Depression has me on the verge of withdrawing from my college courses yet again, and it feels like things will never get better. I know they will, but depression has a funny way of making you believe things that are simply not true. Right now, it feels like there’s an anchor attached to everything, and no matter what I do or say, nothing will move. I miss my dad, and feel remorse over the fact that we didn’t get to spend more time together. I look on Facebook, and see pictures of my classmates at UNC football games and wish I was there. I know if I was given the chance, I could succeed there. And that’s the hardest part, knowing I could do well and thrive there but cannot attend since I don’t meet the requirements.

I’ve been through more in my 19 years of earth than most kids have in a lifetime, and my experiences in life should more than make up for my lack of credits. Sadly, it doesn’t work like that. I’ve had to battle through learning disabilities, and mean kids, just to prove I have a spot at the table and am just as capable as anyone of my peers.
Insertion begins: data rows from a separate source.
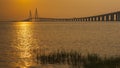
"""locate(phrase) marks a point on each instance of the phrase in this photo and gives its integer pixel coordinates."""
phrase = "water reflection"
(24, 44)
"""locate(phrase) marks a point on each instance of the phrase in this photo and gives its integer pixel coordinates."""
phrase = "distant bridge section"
(114, 16)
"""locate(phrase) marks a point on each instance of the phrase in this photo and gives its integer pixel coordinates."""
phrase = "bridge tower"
(30, 15)
(36, 15)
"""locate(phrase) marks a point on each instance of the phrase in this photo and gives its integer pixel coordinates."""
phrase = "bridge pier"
(118, 16)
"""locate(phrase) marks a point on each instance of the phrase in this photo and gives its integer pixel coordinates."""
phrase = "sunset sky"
(19, 9)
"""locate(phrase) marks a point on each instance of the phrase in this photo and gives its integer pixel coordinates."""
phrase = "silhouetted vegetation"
(76, 60)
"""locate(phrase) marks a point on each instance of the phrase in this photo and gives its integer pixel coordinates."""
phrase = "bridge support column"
(107, 17)
(118, 16)
(98, 18)
(103, 18)
(112, 17)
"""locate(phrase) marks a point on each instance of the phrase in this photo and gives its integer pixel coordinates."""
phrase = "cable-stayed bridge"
(114, 16)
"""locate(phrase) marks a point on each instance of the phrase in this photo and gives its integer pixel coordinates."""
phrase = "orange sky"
(18, 9)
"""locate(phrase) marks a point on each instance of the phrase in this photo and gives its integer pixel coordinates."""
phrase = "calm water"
(20, 40)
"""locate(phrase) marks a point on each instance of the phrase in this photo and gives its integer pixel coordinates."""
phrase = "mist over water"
(19, 41)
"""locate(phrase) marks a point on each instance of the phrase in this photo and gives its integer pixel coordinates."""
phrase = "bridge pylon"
(30, 15)
(36, 15)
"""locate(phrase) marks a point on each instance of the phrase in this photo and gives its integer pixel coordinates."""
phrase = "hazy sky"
(19, 9)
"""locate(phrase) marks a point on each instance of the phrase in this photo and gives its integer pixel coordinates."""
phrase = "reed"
(76, 60)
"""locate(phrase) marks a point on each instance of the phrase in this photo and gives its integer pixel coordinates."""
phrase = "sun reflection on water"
(25, 41)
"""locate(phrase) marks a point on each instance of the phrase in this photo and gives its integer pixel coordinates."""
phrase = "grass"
(76, 60)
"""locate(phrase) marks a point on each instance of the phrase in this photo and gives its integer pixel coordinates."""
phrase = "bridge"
(114, 16)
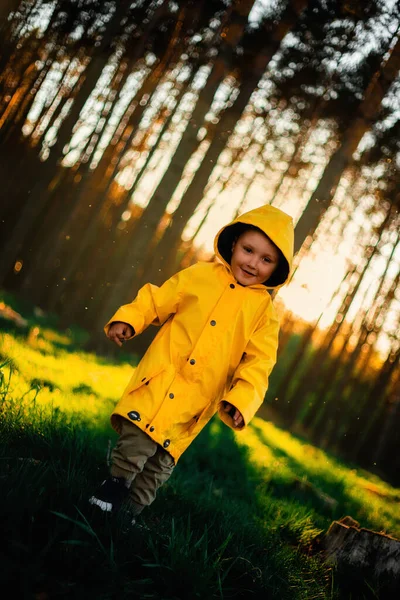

Tonight through, depression would like to have me believe that I am not worth it. That I am a failure, that nothing good will come from my life.

Well, depression, I refuse to believe your lies.

I will continue to push forward and try my best to one day achieve my dream. One day, I hope I find myself in Chapel Hill, walking to The Dean Smith Center and ready to cheer on my Tar Heels.

On that day, my dream will finally be a reality, and I will cry. I will cry because I will finally be a Tar Heel, something I have longed to be ever since the fifth grade.